Philip Morris International (Pmi, proprietario dell'iconico marchio Marlboro) e British American Tobacco (Bat, Lucky Strike) avevano frenato fino all’anno scorso,  con intense attività di lobby, la regolamentazione fiscale Ue delle sigarette elettroniche (e-cigs) e del tabacco riscaldato (Htp, dall’inglese Heated Tobacco Products). Il mercato europeo dei cosiddetti prodotti di nuova generazione rappresenta un terzo di quello planetario.

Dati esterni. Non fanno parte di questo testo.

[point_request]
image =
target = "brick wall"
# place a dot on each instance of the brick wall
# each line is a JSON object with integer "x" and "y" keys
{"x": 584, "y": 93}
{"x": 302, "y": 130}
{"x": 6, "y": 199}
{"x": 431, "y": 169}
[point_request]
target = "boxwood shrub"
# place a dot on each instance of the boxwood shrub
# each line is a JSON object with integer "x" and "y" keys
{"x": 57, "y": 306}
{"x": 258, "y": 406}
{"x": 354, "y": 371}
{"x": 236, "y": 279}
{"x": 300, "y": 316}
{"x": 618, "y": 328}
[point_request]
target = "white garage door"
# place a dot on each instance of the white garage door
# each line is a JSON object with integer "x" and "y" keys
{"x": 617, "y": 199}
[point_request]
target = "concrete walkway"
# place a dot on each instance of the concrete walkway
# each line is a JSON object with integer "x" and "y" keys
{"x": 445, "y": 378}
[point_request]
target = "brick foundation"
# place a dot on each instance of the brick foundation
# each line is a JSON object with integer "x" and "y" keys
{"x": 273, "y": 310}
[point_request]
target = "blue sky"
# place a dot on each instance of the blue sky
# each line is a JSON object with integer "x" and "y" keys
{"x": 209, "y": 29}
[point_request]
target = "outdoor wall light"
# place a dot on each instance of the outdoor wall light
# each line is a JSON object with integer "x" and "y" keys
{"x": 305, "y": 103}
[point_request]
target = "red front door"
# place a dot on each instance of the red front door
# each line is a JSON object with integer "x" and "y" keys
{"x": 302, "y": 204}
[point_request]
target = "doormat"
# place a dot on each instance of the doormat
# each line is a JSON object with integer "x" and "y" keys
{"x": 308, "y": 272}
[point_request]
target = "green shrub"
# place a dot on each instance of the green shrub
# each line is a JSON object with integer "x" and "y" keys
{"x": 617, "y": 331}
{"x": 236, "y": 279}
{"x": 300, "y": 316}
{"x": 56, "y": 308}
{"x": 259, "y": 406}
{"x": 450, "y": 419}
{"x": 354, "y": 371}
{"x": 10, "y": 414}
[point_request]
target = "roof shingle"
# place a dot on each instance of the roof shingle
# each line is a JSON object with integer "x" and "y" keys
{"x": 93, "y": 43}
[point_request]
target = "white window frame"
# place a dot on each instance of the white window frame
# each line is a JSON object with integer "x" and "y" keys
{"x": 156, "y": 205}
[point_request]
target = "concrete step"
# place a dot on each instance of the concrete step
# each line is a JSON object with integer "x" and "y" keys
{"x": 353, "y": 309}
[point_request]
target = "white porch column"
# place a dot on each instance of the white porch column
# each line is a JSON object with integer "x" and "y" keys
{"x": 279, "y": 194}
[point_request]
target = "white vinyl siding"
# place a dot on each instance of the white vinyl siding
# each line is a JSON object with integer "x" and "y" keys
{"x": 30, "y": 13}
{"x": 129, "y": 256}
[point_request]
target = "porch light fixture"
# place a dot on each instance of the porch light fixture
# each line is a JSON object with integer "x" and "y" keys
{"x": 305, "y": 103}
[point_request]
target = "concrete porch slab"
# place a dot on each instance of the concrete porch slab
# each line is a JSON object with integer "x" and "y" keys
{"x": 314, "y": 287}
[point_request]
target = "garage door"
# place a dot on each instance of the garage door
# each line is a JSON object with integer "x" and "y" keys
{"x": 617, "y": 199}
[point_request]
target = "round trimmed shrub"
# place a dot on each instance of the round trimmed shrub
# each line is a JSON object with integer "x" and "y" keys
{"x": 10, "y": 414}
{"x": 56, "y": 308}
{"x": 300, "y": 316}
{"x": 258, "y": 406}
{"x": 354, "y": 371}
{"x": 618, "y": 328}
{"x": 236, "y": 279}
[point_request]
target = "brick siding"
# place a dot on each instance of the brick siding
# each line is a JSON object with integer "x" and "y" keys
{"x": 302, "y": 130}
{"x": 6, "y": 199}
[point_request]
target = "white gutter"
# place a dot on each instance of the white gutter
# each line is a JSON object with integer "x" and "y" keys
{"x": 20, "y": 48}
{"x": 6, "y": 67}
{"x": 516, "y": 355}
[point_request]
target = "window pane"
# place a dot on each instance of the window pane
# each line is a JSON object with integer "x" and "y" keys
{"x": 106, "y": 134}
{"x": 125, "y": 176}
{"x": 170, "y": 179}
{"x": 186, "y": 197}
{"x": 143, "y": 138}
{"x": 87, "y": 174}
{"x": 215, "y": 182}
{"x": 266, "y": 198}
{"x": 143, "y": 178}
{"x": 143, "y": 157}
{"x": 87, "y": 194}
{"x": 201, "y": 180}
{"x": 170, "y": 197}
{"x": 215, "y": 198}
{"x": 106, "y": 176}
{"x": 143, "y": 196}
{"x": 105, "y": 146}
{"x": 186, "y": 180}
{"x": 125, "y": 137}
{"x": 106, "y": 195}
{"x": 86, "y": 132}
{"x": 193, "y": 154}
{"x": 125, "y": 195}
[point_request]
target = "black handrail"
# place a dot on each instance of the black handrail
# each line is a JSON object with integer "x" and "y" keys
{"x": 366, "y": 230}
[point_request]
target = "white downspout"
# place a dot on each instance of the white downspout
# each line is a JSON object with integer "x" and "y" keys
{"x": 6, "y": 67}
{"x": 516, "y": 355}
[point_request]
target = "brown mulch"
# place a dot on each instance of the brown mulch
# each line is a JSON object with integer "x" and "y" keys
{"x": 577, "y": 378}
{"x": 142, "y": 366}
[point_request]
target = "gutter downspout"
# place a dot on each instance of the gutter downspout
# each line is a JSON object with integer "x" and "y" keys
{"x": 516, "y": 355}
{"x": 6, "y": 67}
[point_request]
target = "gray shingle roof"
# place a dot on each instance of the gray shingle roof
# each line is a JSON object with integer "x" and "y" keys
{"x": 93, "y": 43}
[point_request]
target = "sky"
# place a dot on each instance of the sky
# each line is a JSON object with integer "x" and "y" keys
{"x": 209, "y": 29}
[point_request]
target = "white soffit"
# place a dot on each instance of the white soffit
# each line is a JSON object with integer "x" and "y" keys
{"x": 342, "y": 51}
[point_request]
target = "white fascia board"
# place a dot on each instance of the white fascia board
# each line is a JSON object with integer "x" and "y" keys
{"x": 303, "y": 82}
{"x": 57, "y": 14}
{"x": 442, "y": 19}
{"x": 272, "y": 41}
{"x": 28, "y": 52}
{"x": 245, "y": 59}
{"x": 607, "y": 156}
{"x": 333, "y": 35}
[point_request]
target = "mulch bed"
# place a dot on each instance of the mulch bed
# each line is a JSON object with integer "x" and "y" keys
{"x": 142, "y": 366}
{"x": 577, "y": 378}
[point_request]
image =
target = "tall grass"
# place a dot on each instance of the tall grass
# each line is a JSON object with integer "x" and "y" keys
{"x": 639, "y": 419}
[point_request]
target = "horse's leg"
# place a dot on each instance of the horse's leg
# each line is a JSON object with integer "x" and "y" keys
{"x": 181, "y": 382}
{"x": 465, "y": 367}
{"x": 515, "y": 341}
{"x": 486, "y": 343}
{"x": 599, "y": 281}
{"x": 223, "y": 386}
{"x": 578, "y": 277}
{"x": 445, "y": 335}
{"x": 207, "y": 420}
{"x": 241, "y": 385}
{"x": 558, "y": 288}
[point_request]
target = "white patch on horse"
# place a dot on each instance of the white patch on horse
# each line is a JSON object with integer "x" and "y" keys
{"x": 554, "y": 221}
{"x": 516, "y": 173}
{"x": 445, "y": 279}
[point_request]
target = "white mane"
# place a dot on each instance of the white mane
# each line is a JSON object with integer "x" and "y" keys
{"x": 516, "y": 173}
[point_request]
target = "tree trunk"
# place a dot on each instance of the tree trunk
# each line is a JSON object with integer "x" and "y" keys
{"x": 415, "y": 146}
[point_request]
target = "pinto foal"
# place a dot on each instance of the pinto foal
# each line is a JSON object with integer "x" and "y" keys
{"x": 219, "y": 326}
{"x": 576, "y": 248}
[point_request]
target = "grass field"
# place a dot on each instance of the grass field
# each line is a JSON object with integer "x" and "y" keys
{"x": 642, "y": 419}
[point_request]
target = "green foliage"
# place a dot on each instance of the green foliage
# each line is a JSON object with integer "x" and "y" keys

Ora, a Bruxelles, si arriva alla resa dei conti con l’annunciata uniformazione transfrontaliera delle accise. Un rialzo o ribasso delle tasse al consumo peserà diversamente sulle tasche dei fumatori del Vecchio Continente. Quanto basterà a far preferire loro più le e-cigs o gli Htp, in sostituzione delle classiche bionde. L’Italia, dove Bat spinge maggiormente sullo svapo rispetto a Pmi che nello stivale ha sfondato nel segmento Htp col suo marchio Iqos (numero uno mondiale), potrebbe svolgere un ruolo chiave nei negoziati tra i 27 Stati membri. L’accordo finale avvantaggerà un colosso a discapito dell’altro? 

La pubblicità

L’industria pubblicizza i dispositivi senza combustione (che riscaldano anziché bruciare il principio attivo, tabacco negli Htp e liquido nelle e-cigs ) come sostituti meno dannosi (vedasi (bat-science.com e pmiscience.com), al fine di strappare sconti fiscali ai governi e mantenere i prezzi bassi. Obiettivo: compensare il declino delle bionde, le cui vendite (anche per via della crescente tassazione) hanno subito In Europa occidentale un ulteriore calo dello  0,2 per cento tra il 2019 e il 2020.

Nello stesso periodo i prodotti di nuova generazione hanno guadagnato oltre l'11 per cento. Rappresentino pero’ solo l'8 per cento del valore di tutti i prodotti per fumatori nell'Ue, quasi 100 miliardi di euro, ancora dominato dalle bionde. 

Il sondaggio Eurobarometro, pubblicato a febbraio della Commissione europea, rivela che il 57 e il 28 per cento degli utilizzatori rispettivamente di e-cigs e Htp si serve dei due prodotti per abbandonare o attenuare il consumo di tabacco. Il 37 per cento (e-cigs) e il 39 per cento (Htp) ritiene che le le une e gli altri siano meno nocivi, mentre il 23 e il 14 per cento li considera più economici. Solo un terzo dei consumatori di prodotti senza fumo ha abbandonato definitivamente le bionde che restano invece in voga tra gli altri.

Per evitare che e-cigs e Htp creino nuove forme di dipendenza tra coloro che non hanno mai fumato, o addirittura li conducano a consumare tabacco tradizionale (soprattutto tra i giovani), la Commissione intende controllarne la circolazione attraverso regole fiscali armonizzate.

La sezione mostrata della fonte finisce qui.